Skoro dzieci zostały w domu, można było ułożyć plan, który z dziećmi byłby nie do zrealizowania. I tak właśnie wyglądają nasze Indie. Wczoraj spędziliśmy drugą noc poza hotelem, podróżując w autobusie nocnym z Aurangabadu do Hajdarabadu. Autobus był klimatyzowany i miał miejsca do spania, ale nie miał np. toalety i trząsł niemiłosiernie. Generalnie warunki spartańskie, czujemy się z plecakami trochę jak studenci w podróży. Oczywiście z tą różnicą, że studenci nie wydają zwykle kilku tysięcy rupii na wynajęcie taksówki.

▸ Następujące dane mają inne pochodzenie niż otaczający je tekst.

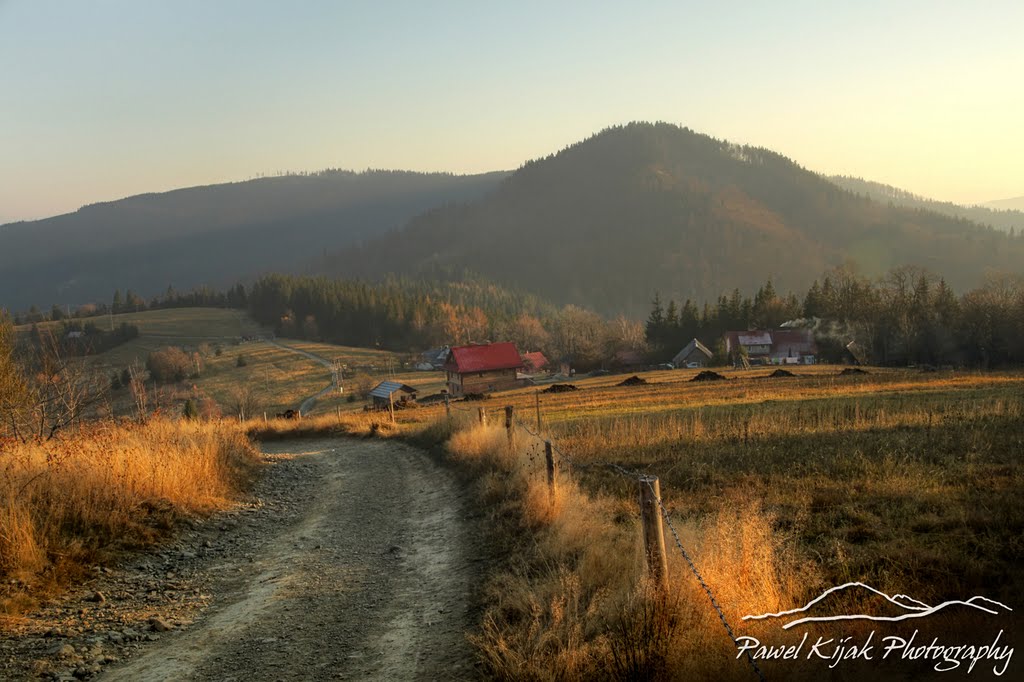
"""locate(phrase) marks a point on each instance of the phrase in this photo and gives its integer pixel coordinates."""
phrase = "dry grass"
(65, 505)
(778, 487)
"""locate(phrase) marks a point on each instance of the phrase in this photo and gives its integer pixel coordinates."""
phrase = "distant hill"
(212, 235)
(999, 217)
(1007, 204)
(653, 207)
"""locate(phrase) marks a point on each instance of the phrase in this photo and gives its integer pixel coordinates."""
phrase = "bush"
(167, 365)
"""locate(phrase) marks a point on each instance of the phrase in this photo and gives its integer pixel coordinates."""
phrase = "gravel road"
(355, 560)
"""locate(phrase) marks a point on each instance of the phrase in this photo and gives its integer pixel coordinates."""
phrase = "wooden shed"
(388, 391)
(481, 369)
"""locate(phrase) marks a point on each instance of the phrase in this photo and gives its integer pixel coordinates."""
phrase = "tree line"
(909, 315)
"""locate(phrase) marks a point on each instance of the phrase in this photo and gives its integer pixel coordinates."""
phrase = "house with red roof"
(777, 346)
(482, 368)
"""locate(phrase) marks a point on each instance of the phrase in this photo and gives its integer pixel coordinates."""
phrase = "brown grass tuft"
(67, 504)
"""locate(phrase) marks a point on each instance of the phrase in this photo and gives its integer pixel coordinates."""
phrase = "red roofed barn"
(481, 369)
(535, 361)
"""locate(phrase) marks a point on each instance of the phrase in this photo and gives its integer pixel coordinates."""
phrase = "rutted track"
(354, 559)
(371, 581)
(308, 402)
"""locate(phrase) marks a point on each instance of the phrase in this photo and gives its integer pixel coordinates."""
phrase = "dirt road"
(309, 402)
(356, 562)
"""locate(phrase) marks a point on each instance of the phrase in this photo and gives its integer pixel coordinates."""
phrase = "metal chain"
(707, 589)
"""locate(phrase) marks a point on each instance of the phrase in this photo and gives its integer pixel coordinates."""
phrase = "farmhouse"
(392, 392)
(694, 354)
(781, 346)
(481, 369)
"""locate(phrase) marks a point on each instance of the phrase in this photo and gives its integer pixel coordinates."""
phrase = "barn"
(694, 354)
(387, 393)
(482, 368)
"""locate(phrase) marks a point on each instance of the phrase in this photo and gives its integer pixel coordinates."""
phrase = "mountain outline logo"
(914, 608)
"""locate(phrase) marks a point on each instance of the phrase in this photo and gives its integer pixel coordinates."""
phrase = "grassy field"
(272, 379)
(70, 503)
(780, 487)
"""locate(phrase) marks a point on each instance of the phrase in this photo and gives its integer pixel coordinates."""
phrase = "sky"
(109, 98)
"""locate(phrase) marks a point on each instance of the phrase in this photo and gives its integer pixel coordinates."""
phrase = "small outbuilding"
(694, 354)
(387, 393)
(535, 361)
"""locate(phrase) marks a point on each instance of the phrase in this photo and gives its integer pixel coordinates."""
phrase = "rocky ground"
(354, 559)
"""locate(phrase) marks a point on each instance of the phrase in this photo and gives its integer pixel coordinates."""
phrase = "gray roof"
(386, 388)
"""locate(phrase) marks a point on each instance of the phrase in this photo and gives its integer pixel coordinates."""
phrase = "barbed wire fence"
(570, 464)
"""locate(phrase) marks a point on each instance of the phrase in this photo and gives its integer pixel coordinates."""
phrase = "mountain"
(1007, 204)
(999, 217)
(212, 235)
(648, 208)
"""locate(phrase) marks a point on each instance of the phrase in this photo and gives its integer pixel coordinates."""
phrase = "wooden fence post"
(550, 458)
(508, 423)
(653, 533)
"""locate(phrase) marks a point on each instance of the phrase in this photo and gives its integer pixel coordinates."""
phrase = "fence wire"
(633, 474)
(704, 585)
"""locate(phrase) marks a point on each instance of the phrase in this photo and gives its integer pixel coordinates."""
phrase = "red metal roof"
(483, 357)
(535, 360)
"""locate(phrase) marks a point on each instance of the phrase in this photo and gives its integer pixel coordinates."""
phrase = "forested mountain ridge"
(1006, 218)
(212, 235)
(652, 207)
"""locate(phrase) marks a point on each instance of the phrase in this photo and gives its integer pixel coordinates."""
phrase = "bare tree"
(45, 391)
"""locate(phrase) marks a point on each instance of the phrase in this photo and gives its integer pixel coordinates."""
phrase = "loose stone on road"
(361, 569)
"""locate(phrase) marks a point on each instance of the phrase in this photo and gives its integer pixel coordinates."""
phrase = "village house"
(781, 346)
(482, 369)
(694, 354)
(387, 393)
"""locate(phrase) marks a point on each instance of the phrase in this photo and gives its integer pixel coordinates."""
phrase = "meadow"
(778, 488)
(267, 378)
(71, 503)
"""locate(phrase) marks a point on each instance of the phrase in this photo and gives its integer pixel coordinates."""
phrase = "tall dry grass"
(574, 602)
(65, 504)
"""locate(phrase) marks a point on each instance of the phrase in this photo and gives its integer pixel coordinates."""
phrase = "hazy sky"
(105, 98)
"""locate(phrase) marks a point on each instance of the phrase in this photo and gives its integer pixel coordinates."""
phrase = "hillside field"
(274, 378)
(779, 488)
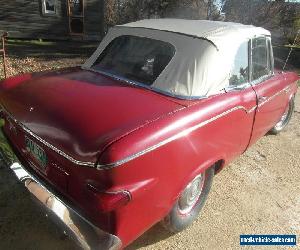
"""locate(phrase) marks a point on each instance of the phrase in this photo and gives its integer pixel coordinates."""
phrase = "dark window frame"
(47, 12)
(270, 61)
(120, 76)
(246, 83)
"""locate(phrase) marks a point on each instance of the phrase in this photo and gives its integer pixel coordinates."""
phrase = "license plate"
(35, 150)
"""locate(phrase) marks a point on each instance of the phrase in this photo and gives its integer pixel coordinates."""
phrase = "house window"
(49, 7)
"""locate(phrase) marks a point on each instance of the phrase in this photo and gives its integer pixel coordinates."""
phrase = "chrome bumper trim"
(85, 234)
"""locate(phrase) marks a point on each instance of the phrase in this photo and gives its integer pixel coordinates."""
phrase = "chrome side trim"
(286, 90)
(174, 137)
(47, 144)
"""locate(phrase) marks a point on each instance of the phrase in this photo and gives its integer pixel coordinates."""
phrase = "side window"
(270, 58)
(260, 59)
(240, 70)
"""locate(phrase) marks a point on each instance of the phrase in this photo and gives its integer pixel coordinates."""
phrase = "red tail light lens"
(109, 201)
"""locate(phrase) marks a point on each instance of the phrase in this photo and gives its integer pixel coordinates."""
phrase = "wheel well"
(219, 166)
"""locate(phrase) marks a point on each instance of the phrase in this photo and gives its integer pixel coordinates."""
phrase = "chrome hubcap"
(191, 194)
(283, 119)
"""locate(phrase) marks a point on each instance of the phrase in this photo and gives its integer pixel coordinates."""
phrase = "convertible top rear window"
(135, 58)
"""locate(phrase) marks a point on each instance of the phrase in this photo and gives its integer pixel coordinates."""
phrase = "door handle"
(262, 99)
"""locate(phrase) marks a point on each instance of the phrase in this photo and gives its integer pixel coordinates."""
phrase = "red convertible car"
(135, 135)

A my po przyjeździe do Hajdarabadu taką wynajęliśmy. Mieliśmy się udać 200 km od miasta i inaczej niż taksówką mogłoby się nie udać w jeden dzień. Trafiliśmy dobrze – taksówkarz jechał spokojnie i był jakiś taki przyjemny, chociaż mało się odzywał. Najlepszy z dotychczasowych.

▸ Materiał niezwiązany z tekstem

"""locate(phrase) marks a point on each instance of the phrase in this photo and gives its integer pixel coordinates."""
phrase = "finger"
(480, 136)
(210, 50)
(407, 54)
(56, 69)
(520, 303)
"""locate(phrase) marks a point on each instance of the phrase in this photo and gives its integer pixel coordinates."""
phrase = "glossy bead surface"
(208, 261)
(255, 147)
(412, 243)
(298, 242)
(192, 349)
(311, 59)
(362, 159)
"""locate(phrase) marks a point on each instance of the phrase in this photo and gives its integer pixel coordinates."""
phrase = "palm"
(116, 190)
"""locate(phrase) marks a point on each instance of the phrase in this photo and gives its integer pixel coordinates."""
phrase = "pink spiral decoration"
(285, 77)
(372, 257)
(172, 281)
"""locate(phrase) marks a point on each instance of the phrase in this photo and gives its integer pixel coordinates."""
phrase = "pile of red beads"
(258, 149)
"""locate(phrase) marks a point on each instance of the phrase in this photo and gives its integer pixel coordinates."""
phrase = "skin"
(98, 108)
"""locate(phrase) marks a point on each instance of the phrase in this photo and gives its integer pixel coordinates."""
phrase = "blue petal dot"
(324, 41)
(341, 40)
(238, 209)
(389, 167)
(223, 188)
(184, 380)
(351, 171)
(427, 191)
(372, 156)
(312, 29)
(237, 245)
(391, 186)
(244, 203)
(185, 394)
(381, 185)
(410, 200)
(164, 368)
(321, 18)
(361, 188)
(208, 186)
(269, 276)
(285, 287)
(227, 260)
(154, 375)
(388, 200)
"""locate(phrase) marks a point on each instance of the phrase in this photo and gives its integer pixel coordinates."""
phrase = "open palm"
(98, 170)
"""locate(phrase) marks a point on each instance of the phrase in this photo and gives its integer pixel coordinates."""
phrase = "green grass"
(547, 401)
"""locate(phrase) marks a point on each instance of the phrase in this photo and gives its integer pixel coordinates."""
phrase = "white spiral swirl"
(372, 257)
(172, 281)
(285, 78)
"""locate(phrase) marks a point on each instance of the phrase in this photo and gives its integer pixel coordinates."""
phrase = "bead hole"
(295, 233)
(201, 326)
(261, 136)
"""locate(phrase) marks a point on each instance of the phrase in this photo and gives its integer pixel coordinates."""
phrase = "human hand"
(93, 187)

Dziś zwiedziliśmy tylko jedno miejsce –
świątynię Ramappa lub Rudreśwara. Świątynia szczyci się tym, że jako jedyna o takiej wadze jest podpisana – zbudował ją w XIII w. niejaki Recharla Rudra Reddy, generał w królestwie Kakatija, którego stolicą był położony nieopodal Warangal. Świątynię odwiedził jakoby Marco Polo, stwierdzając, że jest „najjaśniejszą gwiazdą w galaktyce świątyń”. I to by było na tyle osobliwości, bo świątynia, choć bardzo ładna, dla niewprawnego oka nie różni się niczym szczególnym od innych. Mimo to Komitet Światowego Dziedzictwa zdecydował o wpisaniu jej w 2021 r. na listę UNESCO.
Miałem więc swoje 666. odwiedzone miejsce z listy, a za wstawiennictwo Geoblogowiczów serdecznie dziękuję. W świątyni Ramappa nic diabolicznego nie było, choć według obowiązującej kiedyś doktryny katolickiej wszyscy wyznawcy czczonego tu Śiwy znaleźliby się w miejscu innym niż niebo.

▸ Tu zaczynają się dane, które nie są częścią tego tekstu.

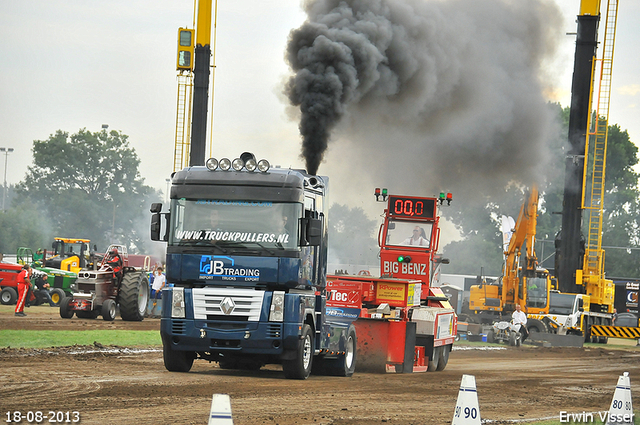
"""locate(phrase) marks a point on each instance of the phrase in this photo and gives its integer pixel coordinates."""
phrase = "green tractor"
(62, 283)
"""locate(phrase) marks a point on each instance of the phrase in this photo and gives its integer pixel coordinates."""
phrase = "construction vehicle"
(504, 331)
(404, 323)
(524, 283)
(71, 255)
(580, 262)
(114, 284)
(247, 255)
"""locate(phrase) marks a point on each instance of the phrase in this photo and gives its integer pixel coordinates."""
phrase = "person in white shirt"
(159, 281)
(417, 238)
(519, 318)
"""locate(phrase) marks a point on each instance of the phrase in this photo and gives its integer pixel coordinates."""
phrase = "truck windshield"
(537, 292)
(561, 303)
(409, 233)
(237, 224)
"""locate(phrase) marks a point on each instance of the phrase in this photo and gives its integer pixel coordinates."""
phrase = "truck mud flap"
(555, 340)
(385, 345)
(615, 331)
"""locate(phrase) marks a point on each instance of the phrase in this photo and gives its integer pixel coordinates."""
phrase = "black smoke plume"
(438, 88)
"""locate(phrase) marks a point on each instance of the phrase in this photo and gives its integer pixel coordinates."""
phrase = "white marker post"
(220, 410)
(467, 410)
(621, 410)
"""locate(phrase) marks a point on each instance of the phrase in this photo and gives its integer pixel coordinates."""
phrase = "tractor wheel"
(108, 310)
(433, 364)
(177, 361)
(300, 366)
(133, 296)
(345, 364)
(57, 295)
(65, 310)
(8, 296)
(444, 358)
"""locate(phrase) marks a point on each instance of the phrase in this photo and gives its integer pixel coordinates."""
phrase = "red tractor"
(114, 284)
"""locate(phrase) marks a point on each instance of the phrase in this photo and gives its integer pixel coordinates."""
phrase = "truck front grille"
(274, 330)
(178, 327)
(231, 303)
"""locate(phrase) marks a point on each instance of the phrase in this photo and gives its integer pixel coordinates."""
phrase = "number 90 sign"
(412, 207)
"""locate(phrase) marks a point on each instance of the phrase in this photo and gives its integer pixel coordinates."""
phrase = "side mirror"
(314, 231)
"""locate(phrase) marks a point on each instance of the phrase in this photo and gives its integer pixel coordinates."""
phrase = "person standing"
(24, 283)
(519, 318)
(159, 282)
(417, 238)
(42, 289)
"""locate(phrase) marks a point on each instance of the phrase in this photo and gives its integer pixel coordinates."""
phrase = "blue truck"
(247, 257)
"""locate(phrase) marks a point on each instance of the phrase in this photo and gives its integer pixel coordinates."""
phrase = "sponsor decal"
(404, 268)
(388, 291)
(224, 268)
(234, 203)
(220, 235)
(344, 298)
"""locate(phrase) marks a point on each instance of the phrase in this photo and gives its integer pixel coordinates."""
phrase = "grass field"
(45, 339)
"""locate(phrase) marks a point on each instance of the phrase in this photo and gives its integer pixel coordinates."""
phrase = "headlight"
(276, 312)
(263, 165)
(177, 303)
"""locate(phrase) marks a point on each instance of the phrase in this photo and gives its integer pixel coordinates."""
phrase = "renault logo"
(227, 305)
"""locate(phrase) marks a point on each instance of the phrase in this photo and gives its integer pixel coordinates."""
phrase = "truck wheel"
(444, 357)
(300, 367)
(8, 296)
(57, 295)
(513, 339)
(65, 309)
(134, 295)
(108, 310)
(177, 361)
(433, 364)
(84, 314)
(345, 365)
(536, 326)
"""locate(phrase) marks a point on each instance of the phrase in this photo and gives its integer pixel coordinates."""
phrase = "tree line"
(83, 185)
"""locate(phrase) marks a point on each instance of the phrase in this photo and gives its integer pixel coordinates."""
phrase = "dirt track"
(117, 386)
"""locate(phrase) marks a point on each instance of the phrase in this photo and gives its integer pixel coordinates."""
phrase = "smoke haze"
(447, 95)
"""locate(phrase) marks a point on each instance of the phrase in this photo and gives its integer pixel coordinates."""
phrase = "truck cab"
(247, 255)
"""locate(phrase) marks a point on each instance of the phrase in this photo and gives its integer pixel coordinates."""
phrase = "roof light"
(237, 164)
(263, 165)
(225, 164)
(212, 164)
(251, 164)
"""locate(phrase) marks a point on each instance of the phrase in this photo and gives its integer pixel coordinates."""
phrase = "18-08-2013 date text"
(37, 417)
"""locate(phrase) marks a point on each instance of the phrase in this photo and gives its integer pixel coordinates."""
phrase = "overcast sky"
(71, 64)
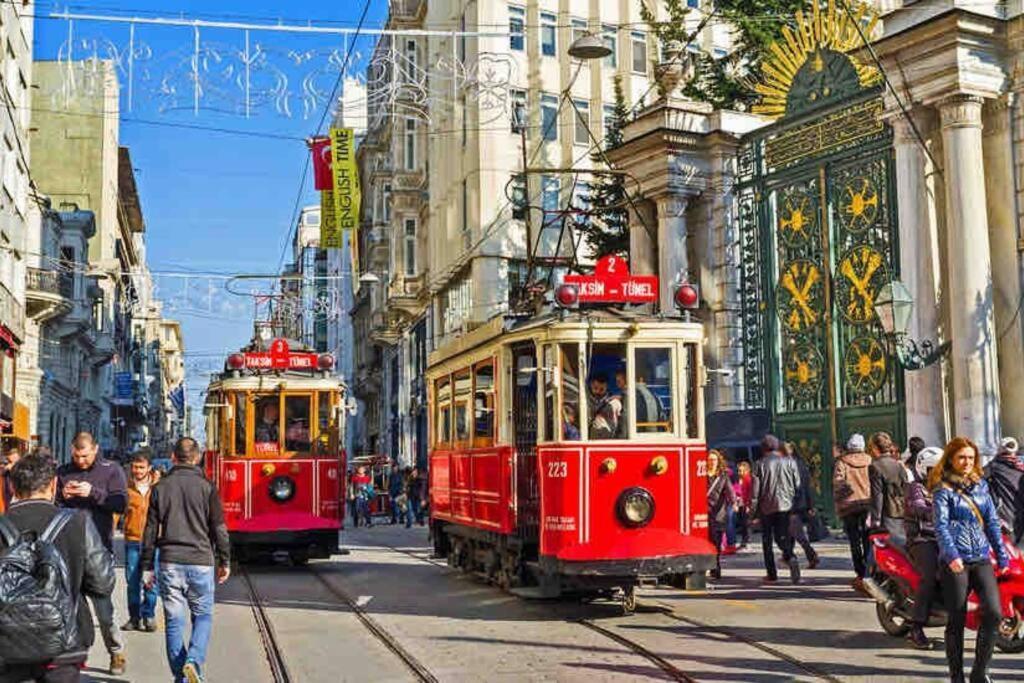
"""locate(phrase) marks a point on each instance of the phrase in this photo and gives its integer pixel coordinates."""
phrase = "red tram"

Mimo, że mieliśmy trochę czasu, dziś odpoczywamy. Śpimy w hotelu i wszystko byłoby jak na all inclusive, gdyby nie fakt, że musimy wstać koło 3.30, a o 6 rano mamy kolejny, ostatni już w tej podróży lot krajowy.
Przy tej okazji mogę odpowiedzieć na pytanie czy się żonie spodobały Indie. Spodobały się, a najlepszą rzeczą, którą wymieniła, jest… jedzenie. I, motyla noga, muszę jej przyznać rację! Jemy tylko dania indyjskie i tylko wegetariańskie i zawsze jest bardzo smacznie.